In 1914, the Catalan immigrant Constantino Ribalaigua Vert started working in the bar as cantinero (bartender). Constantino, nicknamed Constante, became the owner in 1918. Constante is credited for inventing the frozen daiquiri in the early 1930s, a drink that became linked to the fame of the place, whose motto is now "la cuna del daiquiri" (the cradle of the daiquiri). The bar became a school of highly skilled cantineros (bartenders) specialised in cocktails prepared with fresh fruit juices and rum, whose traditions are still preserved by the disciples of Constante.

The writer Ernest Hemingway frequented the bar, which is at the end of Calle Obispo, a short walk from the Hotel Ambos Mundos where he maintained a room from 1932–1939. Hemingway's children also noted that in the early 1940s Hemingway and his wife "Mary" (Martha Gellhorn) continued to drive from their house outside Havana (Finca Vigía) to the Floridita for drinks. The establishment today contains many noticeable memorabilia of the author, with photographs, a bust, and more recently (2003), a life-size bronze statue at the end of the bar near the wall, sculpted by the Cuban artist José Villa Soberón.

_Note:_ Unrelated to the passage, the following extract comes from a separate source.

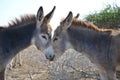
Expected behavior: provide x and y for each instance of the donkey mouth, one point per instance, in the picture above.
(50, 58)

Hemingway wasn't the only famous customer of the bar. The establishment was frequented by many generations of Cuban and foreign intellectuals and artists. Ezra Pound, John Dos Passos, and Graham Greene, the British novelist who wrote Our Man in Havana, were also frequent customers.

The place still preserves much of the atmosphere of the 1940s and 1950s, with the red coats of the bartenders matching the Regency style decoration that dates from the 1950s, although now most of its customers are occasional tourists. Besides the cocktails, the place is well known for its expensive seafood.